Workers picketing outside of the company’s Portland offices off Riverside Street on Thursday morning said that they would continue working until further notice from union officials, whom they’ve authorized to call a strike.

Advertisement

“It’s business as usual,” said Dan Bourget, a customer sales representative who’s worked for the company for five years.

The company maintains the state’s telecommunications backbone, serving about 450,000 landline telephones in Maine and supporting its 911 emergency system.

Tim Schneider, Maine’s public advocate who represents the interest of consumers on regulatory matters, said maintaining service across that network is critical to the entire state.

“FairPoint’s network is an essential piece of the state’s telecommunication infrastructure that nearly every Mainer relies on, whether they are themselves a FairPoint customer or not,” Schneider said in an email. “We hope that recent developments don’t affect FairPoint’s ability to provide reliable service to its customers.”
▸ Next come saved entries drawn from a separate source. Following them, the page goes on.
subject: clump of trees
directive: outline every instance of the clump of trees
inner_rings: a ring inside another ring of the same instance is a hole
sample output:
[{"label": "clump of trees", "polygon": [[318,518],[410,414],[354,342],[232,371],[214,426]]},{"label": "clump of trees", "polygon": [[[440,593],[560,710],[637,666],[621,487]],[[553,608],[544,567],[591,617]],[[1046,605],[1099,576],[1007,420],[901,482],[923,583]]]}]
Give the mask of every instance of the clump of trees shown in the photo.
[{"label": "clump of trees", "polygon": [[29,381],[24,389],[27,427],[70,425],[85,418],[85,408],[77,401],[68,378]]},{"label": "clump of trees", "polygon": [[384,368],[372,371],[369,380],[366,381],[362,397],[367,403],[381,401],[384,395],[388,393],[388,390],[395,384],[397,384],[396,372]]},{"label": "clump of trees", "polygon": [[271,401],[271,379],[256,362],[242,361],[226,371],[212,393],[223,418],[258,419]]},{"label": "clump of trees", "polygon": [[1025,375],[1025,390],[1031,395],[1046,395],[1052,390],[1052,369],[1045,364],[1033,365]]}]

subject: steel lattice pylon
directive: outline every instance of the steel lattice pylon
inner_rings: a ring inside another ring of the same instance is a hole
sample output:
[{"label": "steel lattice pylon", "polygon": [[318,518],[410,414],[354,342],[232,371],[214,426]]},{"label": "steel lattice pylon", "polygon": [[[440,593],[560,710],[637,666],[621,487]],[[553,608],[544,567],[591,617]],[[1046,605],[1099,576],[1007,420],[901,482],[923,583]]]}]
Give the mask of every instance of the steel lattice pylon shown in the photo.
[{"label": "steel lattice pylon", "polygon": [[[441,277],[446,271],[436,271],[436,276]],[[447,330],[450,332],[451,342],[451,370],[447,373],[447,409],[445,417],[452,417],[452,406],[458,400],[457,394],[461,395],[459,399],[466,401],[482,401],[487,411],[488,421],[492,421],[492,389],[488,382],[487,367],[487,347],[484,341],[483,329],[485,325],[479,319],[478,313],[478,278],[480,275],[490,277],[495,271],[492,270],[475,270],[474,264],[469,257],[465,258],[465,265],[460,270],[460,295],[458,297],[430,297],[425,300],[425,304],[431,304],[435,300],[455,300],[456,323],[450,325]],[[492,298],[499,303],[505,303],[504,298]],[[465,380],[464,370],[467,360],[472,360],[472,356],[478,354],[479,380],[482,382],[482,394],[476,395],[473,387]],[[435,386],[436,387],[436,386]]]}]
The company and union did not respond to requests for comment early Thursday, but Beaudry said previously that the company has a plan in place in the event of a strike.

The stoppage in negotiations comes after the unions filed a complaint with the National Labor Relations Board arguing the company is not negotiating in good faith. Union members held “informational pickets” across the state Thursday morning in Bangor, Ellsworth and Portland.

Union leaders said they planned to meet Thursday morning with their attorneys to consider next steps and have instructed members to continue working until further notice.